The main work of the OAG is carried out by the Audit Operations Branch, which audits federal government departments, agencies and other organizations such as Crown corporations for which the Auditor General has been appointed auditor. The Executive Office provides overall policy direction, legal support, a professional practice and review function, liaison with Parliament and international activities. The Corporate Services Branch directly supports these activities through functions such as strategic planning, finance, administration, contracting, human resources management, official languages and professional development. The Office of the Commissioner of the Environment and Sustainable Development assists the Auditor General in performing his duties that relate to the environment and sustainable development.

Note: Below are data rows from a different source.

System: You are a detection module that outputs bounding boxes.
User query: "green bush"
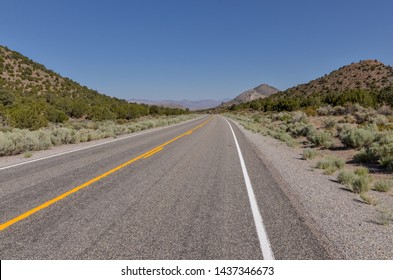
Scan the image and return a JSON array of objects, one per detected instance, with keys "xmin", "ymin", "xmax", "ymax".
[
  {"xmin": 339, "ymin": 128, "xmax": 375, "ymax": 149},
  {"xmin": 323, "ymin": 118, "xmax": 337, "ymax": 129},
  {"xmin": 337, "ymin": 170, "xmax": 356, "ymax": 186},
  {"xmin": 352, "ymin": 175, "xmax": 371, "ymax": 193},
  {"xmin": 303, "ymin": 148, "xmax": 318, "ymax": 159},
  {"xmin": 8, "ymin": 106, "xmax": 48, "ymax": 130},
  {"xmin": 316, "ymin": 157, "xmax": 345, "ymax": 174},
  {"xmin": 355, "ymin": 167, "xmax": 369, "ymax": 177},
  {"xmin": 374, "ymin": 179, "xmax": 393, "ymax": 192},
  {"xmin": 307, "ymin": 130, "xmax": 334, "ymax": 149}
]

The Auditor General Act, Financial Administration Act and other legislation set out the duties of the Auditor General and the Commissioner of the Environment and Sustainable Development. Fulfilling the mandate of the Auditor General Act involves three components - financial attest, compliance and value-for-money - that are often referred to as comprehensive auditing. The Auditor General Act requires auditing the accounts of Canada, including those relating to the Consolidated Revenue Fund, and to express an audit opinion on them (financial attest) that is included with the publication of the Public Accounts of Canada every autumn.

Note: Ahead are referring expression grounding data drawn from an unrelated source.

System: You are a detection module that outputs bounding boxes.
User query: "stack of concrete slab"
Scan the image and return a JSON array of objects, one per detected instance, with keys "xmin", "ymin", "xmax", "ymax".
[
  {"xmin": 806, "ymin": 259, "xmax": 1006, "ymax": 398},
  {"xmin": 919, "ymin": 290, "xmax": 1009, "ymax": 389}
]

The Act also mandates that the Auditor General report on anything he or she considers to be of significance and of such a nature as to warrant the attention of the House. These reportable matters include instances of misuse or mismanagement of public funds, fraud, overexpenditure of appropriations, expenditures not authorized by Parliament and other irregularities (compliance).

The Auditor General is also required to report cases where he or she has observed that public funds have not been spent with due regard to economy and efficiency and where there are no satisfactory procedures in place to enable those who administer programs to measure and report on the effectiveness of these activities (value for money). In addition to an annual Report, periodic Reports are produced up to three times a year, and contain comprehensive audits of federal departments and agencies, and of issues that cross departmental lines; government-wide audits; follow-up reports which review the actions taken by departments in response to previous audits; and audit observations, which are significant matters that are not included in any of the above-noted audit reports.

An important element in value-for-money auditing is the use of audit criteria: reasonable standards against which management practices, controls and reporting systems can be assessed. These criteria are used to judge the degree to which an audited organization conforms to expectations that have been explicitly described and authorized.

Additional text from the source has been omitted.